The present invention relates to a vibration attenuator for attenuating the vibration caused during the machining or resurfacing of a disc brake rotor by a pair of cutter bits.
After a period of use the faces of disc brake rotors of automobiles, trucks and the like become worn unevenly. A characteristic pattern of circumferentially arranged ridges and valleys develops which interferes with optimum braking action. Additionally the rotors may become warped which could also have an adverse effect on the vehicle's braking capability as well as the undesirable effect of transmitting a pulsing to the brake pedal. The grooves and/or warpage must be removed by resurfacing or machining the face of the rotor. Typically, this is done by mounting the rotor on an arbor assembly for rotation by a brake rotor lathe. A pair of cutter bits are moved by the lathe carriage across the faces of the rotating rotor to cut enough of the material away to render the faces flat or planar. During this operation the cutter bits and rotor typically produce loud, screeching noises which are not only unpleasant for the lathe operator and others in the vicinity, but the accompanying vibrations of the rotor and bits can adversely affect the accuracy of the machining. The vibration may also have an adverse effect on the bits causing them to over heat and wear prematurely.
Various means have been advanced to attenuate or eliminate such vibrations. One system employs damping pads designed to bear against the opposite faces of the rotor in a position out of the way of the cutter bits. The pads are carried by a relatively complex mounting structure which is secured to the brake lathe. Precise adjustment of the position of the pads is required, and an elaborate linkage arrangement is provided to accomplish this. The arrangement is relatively complex and costly, requires subtle adjustments, and is only partially effective in damping the machining noises.

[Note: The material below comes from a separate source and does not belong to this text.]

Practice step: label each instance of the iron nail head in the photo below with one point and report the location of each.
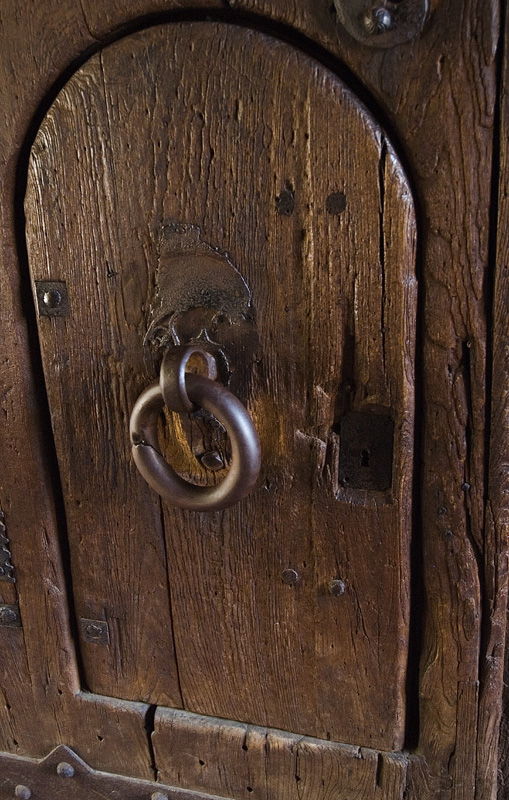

Another system of the prior art utilizes a resilient band adapted to be stretched and placed about the circumference of the rotor. One must purchase a set of such bands to accommodate each of the various sizes of rotor to be machined. The system is unsatisfactory for that reason, and also because the vibration attenuation is not always adequate.
Yet another arrangement of the prior art employs a U-shape rod or handle which mounts a pair of friction resistant pads at its extremities. The pads are placed in position to bear against the opposite faces of the rotor to thereby damp rotor vibration. However, the pads are not effective to attenuate cutter bit vibrations.
U.S. Pat. No. 4,531,434 describes a device wherein two friction pads are biased against the rotor surfaces while the rotation of the rotors then forces the pads against the cutter arms and bits. Pins projecting from the pads engage the cutter arms to automatically maintain the pads in radial position relative to the arms or bits as they are gradually drawn across the faces of the rotor. However, its use in many lathe configurations is compromised in that the cutter bits must be extended an inordinate distance from the cutter arms in order to provide direct access to the bits by the pads. Although the resulting direct contact of the bit enhances the attenuating effect, the extension of the bit substantially offsets such effect as significantly greater vibration is being generated. Additionally, the handle of the device described in the patent interferes with the lathe carriage of many lathe systems which forces the pads to be angled relative to the bits and therefore further diminishes their efficacy. Further, in certain brake rotor lathe configurations, the cutter bit is attached to the cutter arm by a fastener that interferes with the direct contact of the bits by the attenuator pads as the pads are driven towards the bits by the rotation of the rotor. While such attenuator mechanism is fairly effective in attenuating the vibration, further improvement is desirable.